The Three Body Problem (2008) – Liu Cixin

Wang Miao and Ye Wenjie are the central characters in a vast cast in this epic Chinese novel that is the first in a trilogy, also known as The Three Body Problem.

Treating its subject matter with intelligence, and pouring on the science, the story takes us through the first steps of contact with an alien species, apparently for all the wrong reasons.

The story is set in China, beginning in the mid-60s during the Cultural Revolution, and we learn about the Red Coast project that is similar to SETI (Search for Extra-Terrestrial Intelligence) and is using a huge dish to listen for messages out amongst the stars, while occasionally transmitting greetings, in the vein of the Voyager probes that were sent out. When a message comes from a race we come to know as the Trisolarans, a disillusioned scientist, Ye Wenjie, sends one back, asking for their help, in order to punish man for our corruption of the planet.

She and others like her form a group, which in turn splinters, but they worship the idea of the Trisolarans coming to them, either to completely remove humanity from the planet, or to force us to live in balance with the planet. Either way, it makes it sound like they are definitely okay with humanity giving up its stewardship of Earth.

Wang Miao is another scientist, in the present, who gets caught up in events, slowly coming to realize that the things happening around the globe, a mass number of scientist deaths (via murder and suicide), a seemingly impossible manipulation of cosmic waves, and more are all the result of alien interaction.

As the government pulls its team together, we learn more about the history of Red Coast, Ye’s involvement with it, and how it all ties into a very intellectual VR game that people have been playing.

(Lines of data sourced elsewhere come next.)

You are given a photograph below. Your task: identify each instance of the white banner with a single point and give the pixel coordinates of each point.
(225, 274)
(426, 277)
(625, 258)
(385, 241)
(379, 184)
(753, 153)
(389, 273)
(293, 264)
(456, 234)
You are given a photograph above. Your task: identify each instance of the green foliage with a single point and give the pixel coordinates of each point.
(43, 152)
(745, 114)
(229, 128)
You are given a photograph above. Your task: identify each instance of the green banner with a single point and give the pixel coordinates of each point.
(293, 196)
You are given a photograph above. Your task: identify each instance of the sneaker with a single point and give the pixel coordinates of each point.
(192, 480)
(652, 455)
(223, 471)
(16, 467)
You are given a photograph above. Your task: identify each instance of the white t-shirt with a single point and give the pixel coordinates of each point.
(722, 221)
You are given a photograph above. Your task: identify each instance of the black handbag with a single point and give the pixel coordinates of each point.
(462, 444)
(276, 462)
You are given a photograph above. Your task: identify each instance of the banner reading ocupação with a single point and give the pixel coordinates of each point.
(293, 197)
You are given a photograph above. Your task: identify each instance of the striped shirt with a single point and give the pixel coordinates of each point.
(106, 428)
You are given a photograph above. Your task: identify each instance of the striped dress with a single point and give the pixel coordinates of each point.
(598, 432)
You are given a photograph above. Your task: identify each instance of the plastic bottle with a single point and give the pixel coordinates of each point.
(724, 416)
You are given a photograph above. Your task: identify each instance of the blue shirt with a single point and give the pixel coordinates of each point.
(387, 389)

The story unfolds easily, taking its time, establishing its characters, and the mystery, which I greatly enjoyed. I was a little upset that none of the attempts for contact were seeking a brotherhood, or a mutual understanding, the characters are projecting, and longing for a savior of sorts, one that destroys or subjugates them.

Which, of course, is exactly what the Trisolarans have planned. Their own planetary orbit is unstable, causing their civilization to grow in fits and starts, so our planet, with its stable orbit, and lone sun, looks almost like a paradise to them. And thanks to Ye’s signal, they know where we are.

They’ve assembled their fleet, they’ve stoppered our science, they can study and learn everything about us, thanks to some proton quantum entanglement, and they are coming…

Smart, engaging, and a stellar read, this one is definitely not light science fiction or space opera, this is a fascinating tale, and it’s interesting to see a story of alien contact told through another perspective, not a Western one. And despite the fact that this post seems fairly spoiler heavy, you actually know most of this going into the story, it’s reading how it plays out that makes this one really enjoyable.

Book one in the series ends with the realization that not only are they coming, they see us as nothing better than bugs. They aren’t in contact with the group that first reached out to them, and worships them. They have one mission now claim the Earth for their own.

And they will be here in four hundred years…

I can’t wait to see how this plays out in the next volume of the tale, The Dark Forest.